田村さん: 私は20代の頃に4年間インドに滞在しました。インドの奥の方にタール砂漠がありまして、そこに壁画で埋め尽くされた町があると一冊の本で知りましたので、ぜひ自分の目で確かめたいと思って、列車と車を乗り継いで行きました。実際に行って見ると、その壁画が町中に埋め尽くされていたのです。昔のインドの大金持ちが何とかして砂しかないこの砂漠を賑わった空間にしたいと思って、絵師を呼んで、門や壁や台所や天井や寝室などあらゆる所を絵だらけにして、日本人からすればとても耐えられないかもしれないですが、現地人からすればとてもカラフルで豪華な空間でした。駱駝や花びらなど色々あって、とてもうまく描けていた絵だと思います。物は何もないので、絵で描くしかないという感じですね。そういう街づくりをしたわけです。これが私は壁画との最初の出会いでした。その時に、一生に一度でも良いから日本で壁画を描きたいなと思って、やれそうな気分でわくわくしていました。

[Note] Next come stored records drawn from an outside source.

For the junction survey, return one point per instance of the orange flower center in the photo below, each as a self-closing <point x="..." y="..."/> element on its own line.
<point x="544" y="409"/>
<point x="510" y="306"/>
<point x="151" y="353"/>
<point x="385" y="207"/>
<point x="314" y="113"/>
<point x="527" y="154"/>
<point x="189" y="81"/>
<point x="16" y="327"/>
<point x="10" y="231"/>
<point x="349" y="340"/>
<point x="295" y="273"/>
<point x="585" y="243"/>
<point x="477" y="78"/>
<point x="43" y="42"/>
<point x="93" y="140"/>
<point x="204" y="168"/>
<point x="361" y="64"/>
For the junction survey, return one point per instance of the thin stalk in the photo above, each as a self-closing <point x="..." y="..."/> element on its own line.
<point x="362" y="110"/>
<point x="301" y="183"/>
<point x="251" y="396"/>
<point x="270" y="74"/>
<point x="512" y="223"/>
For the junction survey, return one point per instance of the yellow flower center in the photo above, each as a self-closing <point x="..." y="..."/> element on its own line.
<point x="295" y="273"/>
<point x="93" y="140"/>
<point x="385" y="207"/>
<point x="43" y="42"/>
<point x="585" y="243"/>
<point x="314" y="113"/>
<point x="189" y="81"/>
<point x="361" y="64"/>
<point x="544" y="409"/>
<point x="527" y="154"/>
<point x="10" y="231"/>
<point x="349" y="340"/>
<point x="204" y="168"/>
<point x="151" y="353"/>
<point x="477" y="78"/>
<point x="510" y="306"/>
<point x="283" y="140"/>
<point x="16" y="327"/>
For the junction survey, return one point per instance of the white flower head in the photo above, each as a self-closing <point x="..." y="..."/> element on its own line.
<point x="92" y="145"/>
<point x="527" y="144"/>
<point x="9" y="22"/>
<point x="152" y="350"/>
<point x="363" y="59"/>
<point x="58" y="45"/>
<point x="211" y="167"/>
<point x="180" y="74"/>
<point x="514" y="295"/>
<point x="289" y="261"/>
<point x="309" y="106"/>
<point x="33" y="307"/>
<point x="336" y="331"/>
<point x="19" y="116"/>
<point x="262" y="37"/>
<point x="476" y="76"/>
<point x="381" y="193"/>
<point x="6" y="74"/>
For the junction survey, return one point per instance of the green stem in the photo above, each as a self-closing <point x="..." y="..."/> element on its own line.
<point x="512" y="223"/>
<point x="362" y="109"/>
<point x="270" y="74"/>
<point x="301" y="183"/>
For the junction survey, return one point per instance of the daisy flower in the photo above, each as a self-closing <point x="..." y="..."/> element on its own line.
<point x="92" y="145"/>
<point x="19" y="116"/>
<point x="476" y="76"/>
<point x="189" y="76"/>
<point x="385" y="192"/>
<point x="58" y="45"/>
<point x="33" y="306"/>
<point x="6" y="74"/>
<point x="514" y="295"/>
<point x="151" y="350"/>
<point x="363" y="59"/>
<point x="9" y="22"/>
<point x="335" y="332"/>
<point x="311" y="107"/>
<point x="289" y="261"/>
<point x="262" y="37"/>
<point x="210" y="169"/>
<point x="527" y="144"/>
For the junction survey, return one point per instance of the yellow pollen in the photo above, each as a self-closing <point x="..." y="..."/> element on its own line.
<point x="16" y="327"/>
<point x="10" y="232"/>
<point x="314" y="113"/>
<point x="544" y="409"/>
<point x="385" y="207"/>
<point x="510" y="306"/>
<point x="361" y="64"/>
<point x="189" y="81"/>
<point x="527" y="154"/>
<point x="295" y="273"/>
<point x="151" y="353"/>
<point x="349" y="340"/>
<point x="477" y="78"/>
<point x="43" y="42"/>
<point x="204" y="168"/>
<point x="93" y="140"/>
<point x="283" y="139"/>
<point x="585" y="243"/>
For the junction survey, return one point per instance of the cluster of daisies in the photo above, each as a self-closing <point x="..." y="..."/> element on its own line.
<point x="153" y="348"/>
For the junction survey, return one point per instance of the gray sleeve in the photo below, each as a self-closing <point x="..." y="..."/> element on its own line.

それからしばらく経った後、文化庁の海外留学の制度があり、世界中のどの国に行って留学しても良い制度です。その当時この留学制度を使って中国に行った人はまだ誰もいないそうです。関係者は色々と手筈を整えてくださったおかげで、私は中国へ留学に行くことができました。中国にいる間に西安にある日中合弁ホテルのロビーに長さ60メートル(各15メートル×4辺、縦2メートル)の壁画を描くチャンスをいただきました。描く前に中国の歴史の先生から唐の時代のことをたくさん勉強し、本物と同じ大きさの素描を描いて先生に見せ、現場に1年半かけて制作していました。ずっと1人で描いていました。コロナの前は何度か私の描いた西安のホテルの壁画を見に行くツアーをやっていました。たくさんの日本人を連れて行きましたよ、笑。

左が田村さん、右が編集長

  「私の作品はすべて我が子のような存在です」と田村先生はおっしゃっています。今まで制作されたすべての作品の中で最もお好きな作品、あるいは最も印象に残った作品はどれでしょうか?

田村さん: 私は壁画だけでなく、油絵も描いていますので、作品の数もとても多くなっています。これだけたくさんの「子供」を産むと、最初の絵と今の絵と全く様子が違います。ですから、我が子の中でどれが一番好きと問われると、答えられませんね。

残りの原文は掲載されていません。